Si des amateurs ne l'avaient pas suivi, ce serait probablement passé inaperçu.
Crash test
Le 11 février 2015, SpaceX envoyait la petite sonde DSCOVR hors de l'orbite terrestre, vers le Point de Lagrange Soleil-Terre L1, à 1.5 millions de kilomètres de notre planète. Le décollage était très important pour l'entreprise de Hawthorne, puisque c'était la première fois que la NASA et la NOAA confiaient à SpaceX une mission aussi lointaine… Et tout s'était bien passé.
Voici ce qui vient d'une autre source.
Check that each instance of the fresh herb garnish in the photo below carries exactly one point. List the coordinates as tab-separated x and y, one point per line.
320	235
Depuis, la mission poursuit sa surveillance des éruptions solaires, et elle est très connue grâce à sa caméra Epic, tournée vers la Terre dont elle « voit » en permanence une demi-sphère. Et l'étage supérieur de Falcon 9 ? Il est sur une orbite autour de la Terre… Mais chaotique.
En effet depuis 2015, sa trajectoire a été influencée plusieurs fois par la Lune. Ce qui aurait très bien pu mener à l'éjecter de l'orbite terrestre… Mais mène finalement à ce qu'il aille s'écraser sur notre satellite naturel, le 4 mars. Le point d'impact est encore peu précis, et l'équipe (amateure) qui a fait cette découverte espère disposer d'une estimation plus fiable d'ici début février. Ce sera dans tous les cas sur la face cachée de la Lune, aussi n'espérez pas, comme sur certains visuels fantaisistes, voir un quelconque impact.
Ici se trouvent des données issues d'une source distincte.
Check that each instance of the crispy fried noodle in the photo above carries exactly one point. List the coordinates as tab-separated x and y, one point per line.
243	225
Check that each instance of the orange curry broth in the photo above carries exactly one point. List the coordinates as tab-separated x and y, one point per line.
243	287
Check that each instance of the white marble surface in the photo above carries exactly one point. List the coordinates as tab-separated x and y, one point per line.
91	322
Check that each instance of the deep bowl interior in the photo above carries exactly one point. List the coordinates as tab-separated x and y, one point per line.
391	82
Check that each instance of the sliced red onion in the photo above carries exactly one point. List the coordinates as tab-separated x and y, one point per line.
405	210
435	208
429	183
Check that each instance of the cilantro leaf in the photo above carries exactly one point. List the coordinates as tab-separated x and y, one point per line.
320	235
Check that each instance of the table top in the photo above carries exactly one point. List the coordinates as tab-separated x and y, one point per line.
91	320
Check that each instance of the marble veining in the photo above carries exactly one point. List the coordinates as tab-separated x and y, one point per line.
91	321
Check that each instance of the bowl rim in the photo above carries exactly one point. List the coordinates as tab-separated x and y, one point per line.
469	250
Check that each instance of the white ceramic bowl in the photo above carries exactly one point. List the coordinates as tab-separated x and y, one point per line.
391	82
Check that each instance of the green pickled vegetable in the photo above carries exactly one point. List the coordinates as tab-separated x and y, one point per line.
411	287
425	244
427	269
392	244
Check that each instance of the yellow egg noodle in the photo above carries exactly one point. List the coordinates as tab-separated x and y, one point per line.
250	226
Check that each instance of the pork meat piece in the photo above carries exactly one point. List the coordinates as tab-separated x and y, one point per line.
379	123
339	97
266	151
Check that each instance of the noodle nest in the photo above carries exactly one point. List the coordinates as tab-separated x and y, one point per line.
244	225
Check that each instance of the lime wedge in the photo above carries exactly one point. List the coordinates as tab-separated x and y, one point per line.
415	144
Il pleut des Falcon 9 (non)
Et même s'il était possible d'observer précisément l'impact de l'étage, ce dernier sera très limité. Ce bloc supérieur de Falcon 9 pèse 4 tonnes (essentiellement à cause de son unique moteur fusée), ce qui ne va rien changer à la surface lunaire, qui subit chaque année des centaines d'impacts de petits astéroïdes (tout comme la Terre d'ailleurs, même si pour nous ils sont consumés dans l'atmosphère). Il sera éventuellement possible, lorsque la trajectoire et le point d'impact seront affinés, que l'un des orbiteurs en fonction autour de la Lune soit capable de photographier, voire de filmer l'impact : Chandrayaan-2 (Inde) et Lunar Reconnaissance Orbiter (États-Unis) sont tous les deux capables de photographier la surface avec une précision supérieure à 50 cm/pixel.
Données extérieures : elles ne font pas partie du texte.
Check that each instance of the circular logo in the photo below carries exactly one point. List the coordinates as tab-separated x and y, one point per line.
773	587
Restent les annonces sensationnalistes de certains. Il est abusif de dire que l'étage est « hors de contrôle », il est tout simplement inerte et ne risque pas de tourner par surprise. Tout aussi fantaisistes, les articles qui s'inquiètent pour les orbiteurs (imaginez le degré de malchance pour un impact, compte tenu des volumes évoqués) ou pour les missions au sol (il n'y en a qu'une sur la face cachée, proche du pôle Sud). La palme est peut-être à donner au site Wion, qui illustre son article avec un véhicule… Qui s'est lui-même crashé sur la Lune.
Courez pour vos vies !
Car oui, crasher des véhicules sur la Lune n'est pas si rare que cela. Il y a eu bien sûr des missions ratées, comme Vikram ou Beresheet récemment, mais aussi des étages volontairement envoyés vers la Lune comme en 2007 (étage d'Atlas V) ou lors des missions Apollo. Cela n'en fait pas une « poubelle » comme certains titres le regrettent, même s'il y a quelques dizaines de tonnes de métaux en pièces, sur une surface de la taille de l'Asie. Sans compter enfin qu'il y a peu à polluer sur place : pas d'atmosphère, et une surface inerte soumise au travail de l'érosion solaire depuis des centaines de millions d'années. Falcon 9 ne va rien révéler… Et ce n'est pas la dernière fois que des pièces vont se briser sur place.